Gibbons use similar vocal techniques to human opera singers to ensure their calls are heard throughout the forest. Credit: Minden Pictures/Getty

Apes are unlikely to become virtuosos at the opera house, but gibbons have naturally mastered some of the vocal techniques that human sopranos rely on, scientists in Japan report.

Gibbons have a distinctive and tuneful call that can penetrate two kilometres through their dense forest habitats. Takeshi Nishimura at Kyoto University's Primate Research Institute in Inuyama and his colleagues used an unlikely setting to investigate the vocalizations the creatures use to do so — they put a white-handed gibbon (Hylobates lar) in a large box containing 50% helium gas.

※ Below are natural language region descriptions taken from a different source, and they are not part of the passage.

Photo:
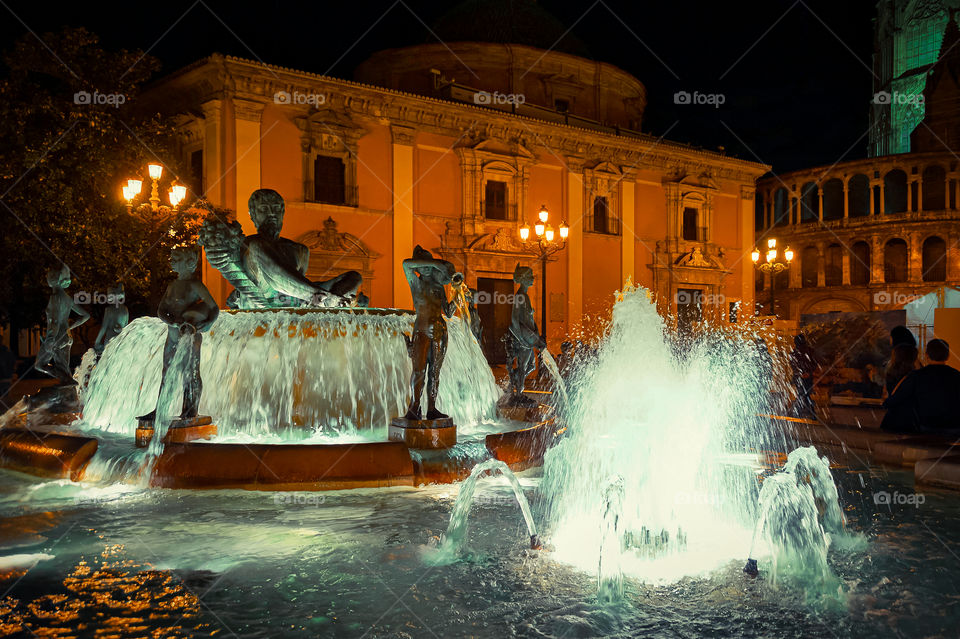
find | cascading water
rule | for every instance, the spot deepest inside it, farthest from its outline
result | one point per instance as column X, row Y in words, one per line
column 799, row 515
column 682, row 433
column 610, row 567
column 456, row 534
column 327, row 371
column 551, row 365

The research, published today in the American Journal of Physical Anthropology1, shows that, like humans, gibbons use a ‘source–filter’ mode of sound generation. The sound originates from the creatures' vocal folds as a mixture of different harmonics, which are multiples of the frequency at which the vocal folds vibrate. The resonant frequencies of the vocal tract then determine which of these harmonics are projected. By altering the position of the mouth, lips and teeth, humans vary these resonant frequencies to make the different sounds required for speech.

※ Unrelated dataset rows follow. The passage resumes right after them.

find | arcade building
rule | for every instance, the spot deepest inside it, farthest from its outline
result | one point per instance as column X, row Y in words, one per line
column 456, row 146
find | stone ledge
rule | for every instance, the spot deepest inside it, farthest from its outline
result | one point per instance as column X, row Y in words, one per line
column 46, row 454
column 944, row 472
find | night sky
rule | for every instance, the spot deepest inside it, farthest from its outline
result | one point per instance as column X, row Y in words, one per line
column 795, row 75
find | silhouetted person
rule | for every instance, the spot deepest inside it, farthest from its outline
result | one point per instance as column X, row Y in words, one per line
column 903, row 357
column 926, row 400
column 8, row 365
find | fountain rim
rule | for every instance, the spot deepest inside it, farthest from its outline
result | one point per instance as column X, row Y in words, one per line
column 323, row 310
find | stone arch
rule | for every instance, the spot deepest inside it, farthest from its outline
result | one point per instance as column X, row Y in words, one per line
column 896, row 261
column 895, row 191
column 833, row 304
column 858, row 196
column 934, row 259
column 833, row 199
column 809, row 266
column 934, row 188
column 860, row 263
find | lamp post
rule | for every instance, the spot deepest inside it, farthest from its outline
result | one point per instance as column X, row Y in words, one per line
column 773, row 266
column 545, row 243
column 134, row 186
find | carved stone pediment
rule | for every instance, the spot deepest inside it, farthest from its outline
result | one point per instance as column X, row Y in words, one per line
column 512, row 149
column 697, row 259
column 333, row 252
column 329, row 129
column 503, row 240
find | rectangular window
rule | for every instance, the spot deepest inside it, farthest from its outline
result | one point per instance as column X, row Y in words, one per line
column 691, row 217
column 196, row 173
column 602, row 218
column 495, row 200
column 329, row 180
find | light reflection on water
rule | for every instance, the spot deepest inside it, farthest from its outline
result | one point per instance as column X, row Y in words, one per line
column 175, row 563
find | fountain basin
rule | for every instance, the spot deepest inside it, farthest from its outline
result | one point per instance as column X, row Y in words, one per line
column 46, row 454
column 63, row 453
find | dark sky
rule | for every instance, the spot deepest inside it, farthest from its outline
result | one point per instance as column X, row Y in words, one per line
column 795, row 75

By recording the gibbon in a helium-rich atmosphere, the scientists were able to separate the different contributions that the vocal folds and vocal tract made to its calls. Helium doesn’t alter how the vocal folds vibrate but does shift the vocal tract’s resonant frequencies, which is why it makes human voices sound like Donald Duck.

The gibbon’s melodious calling bears many similarities to the techniques of human singers. Like professional sopranos2,3, gibbons tune the resonant frequency of their vocal tract to the pitch frequency generated by the vocal folds to amplify the sound. Acoustic physicist Joe Wolfe of the University of New South Wales in Sydney, Australia, says that this type of “resonance tuning” is something that comes fairly easily to human singers and is key to their ability to project their voice over a loud orchestra.

Cognitive biologist Tecumseh Fitch at the University of Vienna is amazed that such an experiment has been done with something as large as a gibbon. “One thing that’s audacious is that they even did this!” he says. He believes that this work demonstrates that “science is converging on a model for how all animals make sounds”.

The finding supports the view that human speech depends less on unique modifications to the anatomy and physiology of the vocal apparatus than was once thought, suggests Nishimura. It seems that humans are not all that special in the way we make sounds — only in the way we arrange them into language.